问题
I'm working on using the REST interface to Hadoop's HDFS as a convenient way to store files over the network. To test I installed hadoop on my mac (10.8.5) following these instructions:
http://importantfish.com/how-to-install-hadoop-on-mac-os-x/
That worked like a charm and I'm able to start hadoop and run a basic test:
hadoop-examples-1.1.2.jar pi 10 100
Now, I'm using the python client to handle the HTTP requests to/from webhdfs:
http://pythonhosted.org/pywebhdfs/
But I'm stumbling on a basic permissions error when I try to create a directory:
from pywebhdfs.webhdfs import PyWebHdfsClient
hdfs = PyWebHdfsClient()
my_dir = 'user/hdfs/data/new_dir'
hdfs.make_dir(my_dir, permission=755)
Traceback (most recent call last):
File "", line 1, in
File "/Library/Python/2.7/site-packages/pywebhdfs/webhdfs.py", line 207, in make_dir
_raise_pywebhdfs_exception(response.status_code, response.text)

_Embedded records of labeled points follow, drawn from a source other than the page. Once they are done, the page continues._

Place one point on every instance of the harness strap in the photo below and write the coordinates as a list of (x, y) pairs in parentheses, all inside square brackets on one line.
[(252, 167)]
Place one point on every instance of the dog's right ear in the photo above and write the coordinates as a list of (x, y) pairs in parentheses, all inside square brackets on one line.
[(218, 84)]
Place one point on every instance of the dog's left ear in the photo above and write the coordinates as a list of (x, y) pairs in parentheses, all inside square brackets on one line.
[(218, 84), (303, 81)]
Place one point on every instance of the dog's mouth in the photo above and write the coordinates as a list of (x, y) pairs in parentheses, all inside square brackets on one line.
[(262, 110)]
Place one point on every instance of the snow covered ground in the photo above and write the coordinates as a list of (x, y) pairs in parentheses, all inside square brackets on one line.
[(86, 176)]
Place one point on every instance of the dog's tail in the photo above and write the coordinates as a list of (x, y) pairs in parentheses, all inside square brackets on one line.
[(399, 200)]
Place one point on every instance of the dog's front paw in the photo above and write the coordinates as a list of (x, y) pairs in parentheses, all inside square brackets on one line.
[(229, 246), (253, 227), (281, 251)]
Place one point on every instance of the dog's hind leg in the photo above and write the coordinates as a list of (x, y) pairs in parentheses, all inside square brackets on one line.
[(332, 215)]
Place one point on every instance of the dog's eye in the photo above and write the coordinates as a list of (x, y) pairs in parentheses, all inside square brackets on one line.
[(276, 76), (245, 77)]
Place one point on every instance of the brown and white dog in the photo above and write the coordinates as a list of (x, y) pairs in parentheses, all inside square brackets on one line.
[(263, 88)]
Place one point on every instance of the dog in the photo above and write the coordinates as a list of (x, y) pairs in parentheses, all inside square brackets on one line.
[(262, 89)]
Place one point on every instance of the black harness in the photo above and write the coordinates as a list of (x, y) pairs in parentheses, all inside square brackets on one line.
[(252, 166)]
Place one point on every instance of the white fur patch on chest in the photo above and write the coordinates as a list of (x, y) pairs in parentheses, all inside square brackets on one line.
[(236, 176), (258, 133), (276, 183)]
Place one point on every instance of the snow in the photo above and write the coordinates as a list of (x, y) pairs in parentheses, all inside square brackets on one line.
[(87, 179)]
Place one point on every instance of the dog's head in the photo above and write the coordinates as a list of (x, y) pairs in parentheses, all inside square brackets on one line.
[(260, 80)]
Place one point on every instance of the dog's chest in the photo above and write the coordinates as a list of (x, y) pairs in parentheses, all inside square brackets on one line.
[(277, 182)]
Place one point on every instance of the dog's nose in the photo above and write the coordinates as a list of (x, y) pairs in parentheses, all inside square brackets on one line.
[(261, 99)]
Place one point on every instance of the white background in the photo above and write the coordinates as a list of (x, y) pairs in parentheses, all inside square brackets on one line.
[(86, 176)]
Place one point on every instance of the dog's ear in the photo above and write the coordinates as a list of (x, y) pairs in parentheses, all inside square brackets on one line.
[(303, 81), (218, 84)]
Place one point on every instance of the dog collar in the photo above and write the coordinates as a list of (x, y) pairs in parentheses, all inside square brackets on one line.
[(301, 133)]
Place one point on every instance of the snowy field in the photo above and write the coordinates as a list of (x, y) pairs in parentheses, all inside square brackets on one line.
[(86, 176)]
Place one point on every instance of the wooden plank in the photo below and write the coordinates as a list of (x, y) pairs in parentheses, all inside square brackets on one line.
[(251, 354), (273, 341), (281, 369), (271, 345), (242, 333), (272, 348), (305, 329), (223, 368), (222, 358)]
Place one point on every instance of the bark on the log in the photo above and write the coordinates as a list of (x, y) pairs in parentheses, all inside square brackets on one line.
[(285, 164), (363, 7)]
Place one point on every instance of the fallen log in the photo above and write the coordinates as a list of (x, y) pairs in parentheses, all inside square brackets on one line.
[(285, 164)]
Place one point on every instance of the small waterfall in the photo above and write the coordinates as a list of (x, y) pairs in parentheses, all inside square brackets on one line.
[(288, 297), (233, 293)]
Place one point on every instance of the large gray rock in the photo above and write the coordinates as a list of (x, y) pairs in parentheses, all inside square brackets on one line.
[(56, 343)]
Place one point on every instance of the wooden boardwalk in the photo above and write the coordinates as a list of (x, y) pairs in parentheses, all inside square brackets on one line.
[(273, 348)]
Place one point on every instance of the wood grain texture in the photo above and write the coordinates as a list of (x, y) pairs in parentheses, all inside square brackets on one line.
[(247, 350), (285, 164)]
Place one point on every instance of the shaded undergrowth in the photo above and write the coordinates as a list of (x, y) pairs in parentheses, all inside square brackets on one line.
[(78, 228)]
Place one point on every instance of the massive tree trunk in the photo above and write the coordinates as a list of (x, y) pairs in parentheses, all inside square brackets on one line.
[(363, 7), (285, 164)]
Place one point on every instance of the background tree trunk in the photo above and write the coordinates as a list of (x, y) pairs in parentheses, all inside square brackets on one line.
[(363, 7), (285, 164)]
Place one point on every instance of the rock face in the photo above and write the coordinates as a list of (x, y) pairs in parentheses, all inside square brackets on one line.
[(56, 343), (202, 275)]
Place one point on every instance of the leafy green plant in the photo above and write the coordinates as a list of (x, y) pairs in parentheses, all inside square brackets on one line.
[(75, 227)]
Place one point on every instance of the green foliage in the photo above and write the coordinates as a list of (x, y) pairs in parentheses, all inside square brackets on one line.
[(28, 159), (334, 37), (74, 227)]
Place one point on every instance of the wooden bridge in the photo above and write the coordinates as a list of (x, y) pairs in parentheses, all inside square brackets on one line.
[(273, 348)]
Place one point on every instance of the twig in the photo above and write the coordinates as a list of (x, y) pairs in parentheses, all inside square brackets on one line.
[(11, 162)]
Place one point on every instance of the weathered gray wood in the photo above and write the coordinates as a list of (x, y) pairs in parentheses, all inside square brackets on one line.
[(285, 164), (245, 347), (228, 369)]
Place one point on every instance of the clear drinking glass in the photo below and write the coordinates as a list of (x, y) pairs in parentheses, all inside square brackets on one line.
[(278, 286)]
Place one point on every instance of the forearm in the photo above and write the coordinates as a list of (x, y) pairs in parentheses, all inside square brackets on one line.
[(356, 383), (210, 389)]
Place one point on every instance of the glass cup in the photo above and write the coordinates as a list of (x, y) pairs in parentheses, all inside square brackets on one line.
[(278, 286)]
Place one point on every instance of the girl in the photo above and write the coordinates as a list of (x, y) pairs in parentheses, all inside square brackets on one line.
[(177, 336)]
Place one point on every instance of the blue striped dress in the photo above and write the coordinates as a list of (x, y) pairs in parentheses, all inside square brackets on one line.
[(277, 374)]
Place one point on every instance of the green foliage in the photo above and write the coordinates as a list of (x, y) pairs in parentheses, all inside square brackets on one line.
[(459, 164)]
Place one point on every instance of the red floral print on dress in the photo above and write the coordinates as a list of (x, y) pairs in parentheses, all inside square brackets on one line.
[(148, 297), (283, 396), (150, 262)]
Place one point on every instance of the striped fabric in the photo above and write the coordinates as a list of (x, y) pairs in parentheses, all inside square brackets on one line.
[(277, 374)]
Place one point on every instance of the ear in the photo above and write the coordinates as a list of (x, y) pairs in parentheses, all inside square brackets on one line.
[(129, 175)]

File "/Library/Python/2.7/site-packages/pywebhdfs/webhdfs.py", line 428, in _raise_pywebhdfs_exception
raise errors.PyWebHdfsException(msg=message)
pywebhdfs.errors.PyWebHdfsException: {"RemoteException":{"exception":"AccessControlException","javaClassName":"org.apache.hadoop.security.AccessControlException","message":"Permission denied: user=webuser, access=WRITE, inode=\"user\":mlmiller:supergroup:rwxr-xr-x"}}
I've also tried specifying the user as 'hdfs' instead of the python lib's defeault to 'webhdfs' but get the same result. After 30 minutes reading I gave up and realized I don't understand the interplay of hdfs users, hadoop security (which I enabled following the install isntructions) and my unix user and permissions.
回答1:
You need to have the PyWebHdfsClient user_name match a unix user that has permission to the directory you are trying to write to. The user that starts the namenode service is by default the "superuser"
I wrote the pywebhdfs client you are using in response to a need at work. If you have any issues or would like to ask for features on the client itself please leave an issue on github and I can address it.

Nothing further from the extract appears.